Inadvertent Femoral Nerve Block

• Consequence

Injection of an excessive amount of local anesthetic or injection in the incorrect plane at the time of attempted placement of ilioinguinal nerve block can result in transient femoral nerve palsy. This complication has been reported in 5% of adults and 10% of children undergoing elective inguinal herniorrhaphy.^16,¹⁷ Until the block resolves, patients will complain of significant weakness or inability to bear weight on the affected extremity.

Grade 1 complication

• Repair

This block is most often detected in the recovery room after the patient attempts to ambulate, and it cannot be reversed once it occurs.

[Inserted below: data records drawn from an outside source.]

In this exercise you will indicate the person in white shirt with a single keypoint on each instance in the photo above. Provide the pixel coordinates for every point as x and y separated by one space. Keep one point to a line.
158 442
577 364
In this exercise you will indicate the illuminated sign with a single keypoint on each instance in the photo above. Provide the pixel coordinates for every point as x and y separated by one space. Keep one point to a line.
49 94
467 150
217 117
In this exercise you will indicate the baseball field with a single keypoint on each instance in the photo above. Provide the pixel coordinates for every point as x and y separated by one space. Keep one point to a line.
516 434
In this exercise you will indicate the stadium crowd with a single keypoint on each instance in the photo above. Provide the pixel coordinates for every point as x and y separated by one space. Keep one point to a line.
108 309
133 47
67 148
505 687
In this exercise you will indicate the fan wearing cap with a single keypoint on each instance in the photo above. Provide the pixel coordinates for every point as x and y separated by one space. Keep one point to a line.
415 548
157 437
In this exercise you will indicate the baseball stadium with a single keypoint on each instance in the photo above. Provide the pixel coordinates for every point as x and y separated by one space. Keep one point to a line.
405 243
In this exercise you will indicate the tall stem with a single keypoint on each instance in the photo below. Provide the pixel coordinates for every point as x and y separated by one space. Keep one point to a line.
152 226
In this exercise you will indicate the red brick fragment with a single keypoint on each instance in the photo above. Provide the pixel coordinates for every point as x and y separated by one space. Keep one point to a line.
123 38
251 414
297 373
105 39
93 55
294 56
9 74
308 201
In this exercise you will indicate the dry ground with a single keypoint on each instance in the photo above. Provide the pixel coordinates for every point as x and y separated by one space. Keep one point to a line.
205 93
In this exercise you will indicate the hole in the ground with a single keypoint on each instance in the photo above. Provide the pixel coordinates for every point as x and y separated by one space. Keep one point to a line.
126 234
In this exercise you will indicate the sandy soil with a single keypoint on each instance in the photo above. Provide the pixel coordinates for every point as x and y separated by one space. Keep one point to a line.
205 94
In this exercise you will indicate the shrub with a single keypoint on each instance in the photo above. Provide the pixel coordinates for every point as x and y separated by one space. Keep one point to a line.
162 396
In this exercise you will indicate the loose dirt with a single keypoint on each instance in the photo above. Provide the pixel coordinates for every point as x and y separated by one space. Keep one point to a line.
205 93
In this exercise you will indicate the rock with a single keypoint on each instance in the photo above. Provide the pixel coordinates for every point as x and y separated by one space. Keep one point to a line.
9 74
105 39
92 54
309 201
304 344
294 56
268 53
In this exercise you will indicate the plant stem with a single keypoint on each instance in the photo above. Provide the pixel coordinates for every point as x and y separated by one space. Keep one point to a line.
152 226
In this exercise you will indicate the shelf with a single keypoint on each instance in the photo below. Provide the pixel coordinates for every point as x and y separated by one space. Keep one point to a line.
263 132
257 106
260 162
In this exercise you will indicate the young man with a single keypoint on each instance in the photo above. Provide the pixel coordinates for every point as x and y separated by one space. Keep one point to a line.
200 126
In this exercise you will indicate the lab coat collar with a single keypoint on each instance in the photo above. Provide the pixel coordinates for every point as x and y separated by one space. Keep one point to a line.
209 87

The duration of the block depends on the type and amount of anesthetic administered.

• Prevention

The plane between the transversus abdominis and the transversalis fascia fuses laterally with the iliacus fascia, which contains the femoral nerve.¹⁸ It is not possible to avoid injection between these muscles because the surgeon cannot discriminate between them during a percutaneous injection. However, this complication can be avoided by limiting the volume of injectate and thus limiting the amount of anesthetic that can pool around the femoral nerve.